I had been raised to revere Joseph Smith and worship my dad, Ervil LeBaron, as the “one mighty and strong,” the one on earth designated to speak for God. When I understood how I had been misled, I began questioning myself. Is God’s love really genuine and available to me? Can I really be a part of His family? Answering those questions are what helped me know God, the Father, in an authentic way and gave my spiritual expression a genuineness I hadn’t experienced before.

Q: You now have a beautiful family. What do your children know about your childhood?

A: I love my children! When they were little, I wanted to protect their young minds from having to carry the weight of knowing about my family of origin. They grew up not knowing anything about my father, except what they may have overheard in bits and pieces. It wasn’t until my oldest was a teenager that I began to openly discuss the events of my childhood, leaving out many details. Most of what I tell in the book will be a surprise to even those family and friends I feel closest to. I’m hoping that my children will understand me better when they decide to read this book.

Q: What was the book-writing experience like? I can’t imagine the courage and vulnerability it must have taken.

A: I have known for decades that I wanted to write a book and tell my story. The book-writing experience was more difficult than I ever expected. The amount of detail, storytelling, and editing needed was more than I had bargained for.
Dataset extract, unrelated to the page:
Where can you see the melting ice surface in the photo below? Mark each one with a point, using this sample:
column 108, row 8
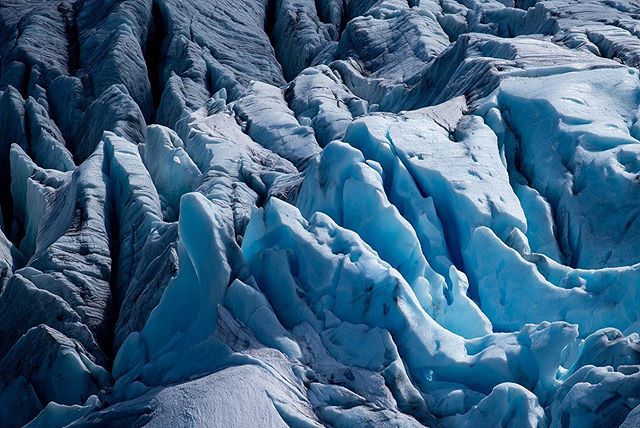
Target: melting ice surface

Writing a book is in so many ways like having a baby. I’m convinced that no one is ever “prepared” to have a baby, no matter how well-read or experienced you are with other people’s babies. I’m eager to “deliver” this book-baby to the world and am hoping for the best possible outcome and reception.

Q: Can you see ways that God has used the bad things in your upbringing for good today?

A: Definitely. First, I speak Spanish fluently, which has been invaluable in my business and professional life. It also comes in handy when I need to talk to my siblings and don’t want my kids to understand what I’m saying. I have learned to be a peacemaker because I can see two sides of a situation clearly. My experiences have made me relatable, empathetic, and compassionate toward others. My upbringing gives me credibility when speaking to others, and I feel very comfortable in front of a crowd. I’m told that I inherited my father’s intelligence and charisma.

Q: What is one thing you hope your readers take from your story?

A: Hope and courage. I especially desire this for them if they have experienced trauma or abuse of any kind in their life. There is a lot of living left for all of us to do. Pursuing true freedom and healing in a holistic way that involved my body, soul, and spirit was what worked for me.